A distanza di due anni dal precedente album The Carlton Songs, la leggendaria rock band scozzese Gun torna a ruggire con il suo nuovo lavoro in studio Hombres, edito per Cooking Vinyl, mixato da Daryl Thorpe e anticipato dall’uscita dei singoli All Fired Up, Boys Don’t Cry, Take Me Back Home, Falling e Lucky Guy.

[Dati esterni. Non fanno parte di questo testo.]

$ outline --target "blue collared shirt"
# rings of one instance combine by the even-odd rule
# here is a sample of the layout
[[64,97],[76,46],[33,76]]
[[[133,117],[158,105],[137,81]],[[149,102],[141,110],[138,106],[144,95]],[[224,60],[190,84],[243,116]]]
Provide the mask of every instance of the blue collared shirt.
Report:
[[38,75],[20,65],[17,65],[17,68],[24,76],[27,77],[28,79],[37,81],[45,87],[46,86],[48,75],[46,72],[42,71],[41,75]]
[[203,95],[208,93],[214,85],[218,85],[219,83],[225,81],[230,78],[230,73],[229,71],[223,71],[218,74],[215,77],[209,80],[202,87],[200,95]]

La notorietà dei Gun è da sempre legata alla loro canzone più famosa, ovvero la rivisitazione in chiave hard rock di Word Up, brano del gruppo funk newyorkese Cameo. D’altronde, la storia della musica è piena di artisti o band che in carriera sono riusciti a trovare il jackpot con un’unica canzone, magari una cover, senza mai più ripetersi. Milioni di copie vendute, successo planetario e poi la discesa verso l’oblio del programma meteore. Per fortuna ci sono le royalties ad assicurare una decorosa pensione.

Oltre a celebrare il trentesimo anniversario del tanto acclamato Swagger, i cinque “hombres” di Glasgow – Dante Gizzi e Giuliano Gizzi rispettivamente voce e chitarra, Pau MacManus alla batteria, Andy Carr al basso e Dave Aitken alla chitarra – dichiarano il loro entusiasmo per questo nono capitolo discografico: “Siamo orgogliosi e sappiamo che i fan lo adoreranno. Cerchiamo sempre di andare avanti ed innovare. È essenziale, perché ci permette di mantenere viva la passione e l’entusiasmo nel fare musica, ancora insieme dopo così tanto tempo. È importante portare nuova linfa e nuove idee nella band”.

Inserendosi in quell’offerta bulimica di revival mood che contraddistingue buona parte di quest’ultimo decennio, anche i Gun sono scivolati in quella dimensione vintage circoscritta al fanclub dei rock-believer, rimanendo fedeli alla loro natura e a quel territorio ricco di suoni blues & roll che poggia le sue fondamenta negli anni 70 e 80, con un misto di armonie a presa rapida e robustezza esecutiva a garantire un’energica resa dal vivo.

Se sotto l’aspetto testuale i Gun si scagliano contro tutti i finti reazionari che preferiscono la scorciatoia dei facili consensi, rimarcando come umiltà e determinazione siano tutt’oggi gli ingredienti chiave per affrontare i vari step della vita e costruire un qualcosa di vero e duraturo (Boys Don’t Cry, Take Me Back Home), dal punto di vista strumentale Hombres è, di fatto, un inno a quel sound frizzante e dal timbro marcatamente hard-blues che assorbe il virtuosismo melodico del rock anni 80 e il ritmo incalzante, ronzante, incandescente e sensuale del boogie rock anni 70.

Orientandosi nei labirinti del presente con l’inossidabile bussola del revival, i Gun dispensano un repertorio adrenalico, pirotecnico, orecchiabile ed emozionale, spaziando tra l’incedere di ritmiche sincopate e ballabili che rimandano ai The Knack di My Sharona (a proposito di meteore della musica), refrain ammiccanti, riff graffianti alla Ratt e Survivor, assoli incandescenti e riff stop & go alla The Cult, passando per power ballad che sembrano griffate Bon Jovi (Falling) e tutta una serie di influenze stilistiche a rievocare realtà iconiche quali Rolling Stones, Led Zeppelin e ZZ Top.

Insomma, anche se la “Gun Experience” non potrà ridarci indietro gli anni in cui il rock rappresentava una questione generazionale, e anche se le cose non sono più così “easy” come ce le raccontavano i vecchi Guns N’ Roses, possiamo cedere, ogni tanto, all’illusione di riportare in vita una giovinezza svanita.